Publié le 13 septembre 2010 - par

Ce pasteur n’a pas choisi la bonne méthode de contestation. Pour le moins, il est maladroit, disons assez typiquement américain.

Les boute-feux islamistes s’amusent à nous regarder, empêtrés, le clouer au pilori. Tant mieux pour eux. Nous leur donnons de la matière, ils auraient tort de s’en priver.

Mais il convient de ne pas oublier que c’est bel et bien au nom de ce Livre “sacré” qu’on brûle des gens, qu’on empale ou ampute à vif des êtres humains, qu’on lapide des femmes et des homosexuels, qu’on marie de force des enfants, qu’on excise, qu’on bannit, qu’on séquestre, qu’on condamne à distance, qu’on impose le voile, la bouffe, la prière, le jeûne et vingt autres contraintes.

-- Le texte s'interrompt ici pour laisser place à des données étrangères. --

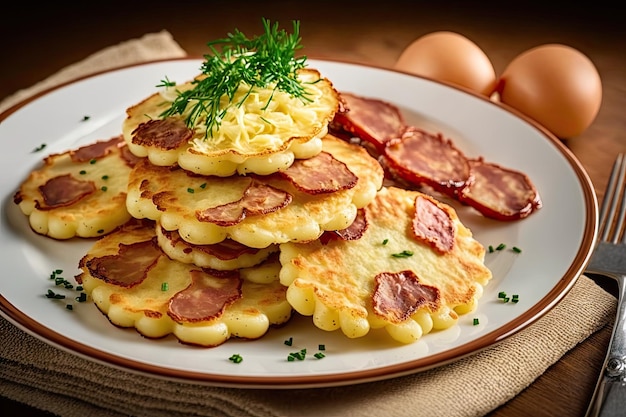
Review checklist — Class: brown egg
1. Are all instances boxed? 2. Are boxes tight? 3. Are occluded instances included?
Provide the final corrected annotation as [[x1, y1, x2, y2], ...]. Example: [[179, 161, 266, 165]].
[[497, 44, 602, 139], [394, 31, 496, 96]]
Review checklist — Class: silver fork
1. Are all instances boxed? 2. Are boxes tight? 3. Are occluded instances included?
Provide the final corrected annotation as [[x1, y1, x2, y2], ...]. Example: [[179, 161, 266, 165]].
[[586, 154, 626, 417]]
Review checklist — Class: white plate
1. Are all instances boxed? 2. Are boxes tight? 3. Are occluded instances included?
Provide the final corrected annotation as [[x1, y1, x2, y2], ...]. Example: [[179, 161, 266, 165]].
[[0, 60, 597, 388]]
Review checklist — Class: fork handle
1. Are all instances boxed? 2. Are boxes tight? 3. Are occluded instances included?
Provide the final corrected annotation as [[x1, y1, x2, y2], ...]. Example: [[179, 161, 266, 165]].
[[587, 276, 626, 417]]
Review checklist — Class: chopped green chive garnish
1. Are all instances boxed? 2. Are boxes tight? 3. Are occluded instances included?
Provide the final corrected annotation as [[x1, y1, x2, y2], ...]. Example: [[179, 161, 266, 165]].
[[156, 75, 176, 87], [391, 250, 413, 258], [46, 290, 65, 300], [228, 353, 243, 363]]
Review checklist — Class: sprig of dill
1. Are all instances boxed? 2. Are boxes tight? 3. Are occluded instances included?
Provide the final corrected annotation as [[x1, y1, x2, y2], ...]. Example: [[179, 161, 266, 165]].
[[160, 19, 311, 137]]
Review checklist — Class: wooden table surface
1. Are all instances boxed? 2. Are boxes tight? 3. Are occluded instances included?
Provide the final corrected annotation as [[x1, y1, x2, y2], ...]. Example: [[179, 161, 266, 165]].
[[0, 0, 626, 417]]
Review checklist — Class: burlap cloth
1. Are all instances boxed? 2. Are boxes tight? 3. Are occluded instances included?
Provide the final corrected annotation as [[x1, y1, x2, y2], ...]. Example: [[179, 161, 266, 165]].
[[0, 31, 616, 417]]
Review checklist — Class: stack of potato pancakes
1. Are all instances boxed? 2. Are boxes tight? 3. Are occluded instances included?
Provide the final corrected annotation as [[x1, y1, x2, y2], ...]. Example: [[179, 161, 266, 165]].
[[14, 23, 491, 347]]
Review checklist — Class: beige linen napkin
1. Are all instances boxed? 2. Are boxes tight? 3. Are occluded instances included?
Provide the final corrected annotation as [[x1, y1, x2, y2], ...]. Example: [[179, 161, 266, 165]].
[[0, 31, 616, 417]]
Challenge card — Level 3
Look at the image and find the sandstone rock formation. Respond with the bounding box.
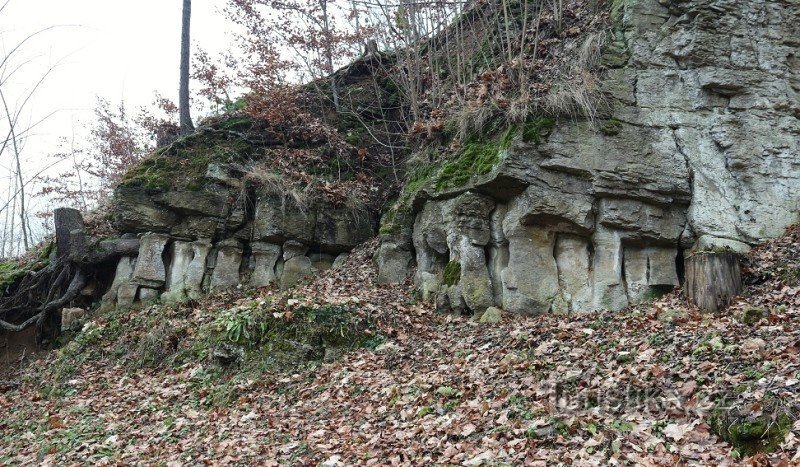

C’est en référence constante à ce Livre qu’avance dans nos sociétés une hydre déguisée en culture innocente et candide, un flot de mensonge et de dissimulation, un brouillard délétère au sein duquel, doués d’une conscience, d’une mémoire et d’une capacité de juger, nous respirons de plus en plus difficilement.

Bref, il convient de répéter, inlassablement, qu’ici l’on prétend soumettre au nom du Livre, avec, je le sais, une sorte d’obscure jouissance, un goût de la domination, une envie de revanche et d’écrasement que les animaux eux-mêmes ne connaissent pas.

Face à ce bloc idéologique sans visage qui ne connaît ni la critique ni le débat, nous sommes en train de perdre notre droit à penser librement, à réagir librement, à vivre librement. Nous avons peur, ensemble.

Nous sommes collectivement lâches, infiniment lâches. Et la volaille qui nous gouverne, caqueteuse, poussée comme un troupeau d’oies par une presse borgne et malentendante, nous encourage chaque jour à l’être davantage.

Des temps opaques nous sont promis sous le ciel supposé bleu des grandes fraternités humaines. Nous sommes sous la chape et désirons que quelqu’un daigne soulever ce béton qui nous asphyxie peu à peu. En France, des gens élus pour faire respecter les principes de la République ont encore la capacité d’accomplir ce geste. On les sent depuis peu disposés à mettre un peu d’ordre dans le foutoir social. C’est encore bien timide, comme concédé du bout des Lois. On les y encourage. L’urgence est là, pressante.